心のリハビリテーションをしていると、季節を楽しむ気持ちを思い出してもらったり、集団生活をするためにみんなでやる行事に参加してもらったりするためのイベントを作業療法士が主催することなんかがあったりするので、これを傍から見ている人が勘違いして「作業療法士はイベントを取り仕切るのが得意なんだ!」と思われてしまい、忘年会の幹事を任されてしまうわけである。(理由はそれだけではないかもしれないが……)リハビリテーションをされている患者、利用者の層にもよるが、イベントの主催側をやってもらうことを作業療法とすることだってあるから、いつも作業療法士が大きい声を出して回しているわけではないのだが。
そもそもイベントをすることが目的なんじゃなくて、社会に帰るとかいうこと、そのためのリハビリテーションをすることが目的で結果的にイベントをやることになっているのである。そのへん、履き違えないで欲しいですね〜……
そして、2つ目に掲げた、社会で生きていくためのリハビリテーション(スキルの部分)も、現場によってはあまり作業療法士の売りとしては扱われていなさそうな気がする。
SST(ソーシャルスキル・トレーニング 社会技能訓練)なんかも、現場によってはもっと作業療法士が活躍できる現場があるのではないかと思っている。

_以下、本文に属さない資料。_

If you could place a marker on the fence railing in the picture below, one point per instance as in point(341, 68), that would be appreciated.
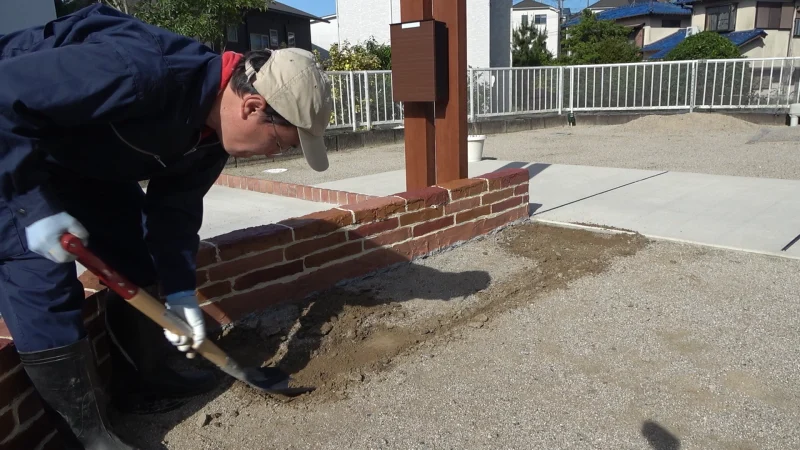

社会で生きていくために困っていることを聞いて、その場面を再現し、どうすればいいか(精神科だとセリフとか言い方とか)次こそはとうまく行くように練習するのって、養成校の基本のキくらいで習う、ザ・リハビリテーションなことだからだ。
身体のリハビリテーションでも、例えば利き腕が麻痺してしまってコップを握れない場合、どんなシチュエーションで困っているのかを聞いたり想像したりして、できる限りその場面を再現し、一緒に練習したり、ときにやりやすくするための器具(自助具)を準備してそれを使うための練習をする。
精神科でも、色々な事情で(このあたりの説明は省くが)社会的なコミュニケーションがうまくできない、例えば怒られたときにどう答えればいいかわからない場合、「何をして、どんなセリフをどんな雰囲気で言われて怒られたのか」と「その時どんな表情で声色でなんと答えたのか」を聞きとってその場を再現し、どうすればより社会でうまくやっていけるかを一緒に考えて、具体的なセリフを修正し(「以後気をつけます、と言うとか」)、申し訳なさそうな表情にすることや目を見て話すことを改めて教え、練習する。
身体のリハビリテーションの現場の作業療法士だとこの部分が分かってもらえないことではあまり悩まないのかもしれないが、精神科のリハビリテーションをしているとこのあたりがどうも上手く分かってもらえていないのではないかと感じることがある。
作業療法士という名前からも何をする人なのかあまり伝わらない感、ありますよね……
こんなに楽しくて面白くて奥深い仕事、もっと知名度が上がってほしい……!!!
てなわけで、そもそもの目的だけでもまずは認知されてほしい、そんな思いでnoteを書いてみた。奥深くて楽しい作業療法の世界が少しでも作業療法士以外の人間に伝わりますように。